I actually don’t know if anyone has investigated what its effects are on the eating behaviour of healthy weight individuals who have never been overweight, so whether it is open to abuse by people wanting to get unhealthily thin for aesthetic reasons, I don’t know.


It wasn’t all due to the drug, presumably, though it appears that the drug made a huge difference in weight loss. Here’s a quote from the article:

“People in the study also received counseling sessions to help them stay on a healthy diet with a daily 500-calorie deficit, as well as at least 150 minutes of physical activity each week. While that certainly helped, it does not explain the magnitude of the weight loss seen in the study, Gabbay said.”


“side effects were primarily gastrointestinal, and included nausea, vomiting and diarrhea…”

I got the same effect from catastrophic food poisoning, and I didn’t need to take any drugs.
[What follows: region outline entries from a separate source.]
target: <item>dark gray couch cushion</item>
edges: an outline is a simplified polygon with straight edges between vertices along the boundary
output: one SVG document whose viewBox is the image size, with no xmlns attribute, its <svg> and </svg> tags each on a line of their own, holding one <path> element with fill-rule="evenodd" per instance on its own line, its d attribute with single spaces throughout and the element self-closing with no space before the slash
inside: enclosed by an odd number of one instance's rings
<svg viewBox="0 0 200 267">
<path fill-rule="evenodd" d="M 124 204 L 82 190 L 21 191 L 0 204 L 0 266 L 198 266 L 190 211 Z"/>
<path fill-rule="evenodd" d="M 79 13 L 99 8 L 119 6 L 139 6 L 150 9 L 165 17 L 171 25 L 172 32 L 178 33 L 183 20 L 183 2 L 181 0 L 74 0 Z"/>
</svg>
I shed 40 lbs in 3 days!


Did you use these drugs primarily to lose weight?

Ok. Unique outlook and anecdote following.

Me: diagnosed type 2 diabetic last year. Initially on one metformin tablet a day, now on two metformin tablets and one jardiance a day. Horrific side effects (sorry in advance: this is graphic); liquid diarrhoea, no warning. I don’t know what’s causing it and haven’t yet been back to the doctor (my GP - Australian equivalent of primary care physician) to discuss but feel like I’m poisoning myself. Also extremely pissed off that despite making changes, cutting out full-fat Coke and stopping smoking, I haven’t lost any fucking weight.

Sister 1: ‘obese’ because of poly-cystic ovary disease. Has recently started the new injectable drug. Doctor recommended against it because of the rapid but unsustainable weightloss. She’s dropped a little weight but mainly because she’s nauseous to the point of vomiting multiple times a day and is only able to stomach minimal amounts of everything. She became aware of the drug because it has ‘gone viral’ on tik tok and is.being used by ‘influencers’ for fast substantial weight loss (even when there’s clearly no need for them to lose weight :roll_eyes:).

Sister 2: works for a pharmaceutical wholesaler. Massive shortages of the drug everywhere because of demand being so increased because of the off-label use. Being rationed to pharmacies so diabetics can get it first. The new injectable is available through Australia’s Pharmaceutical Benefits Scheme which reduces the cost. The PBS is a federal government program.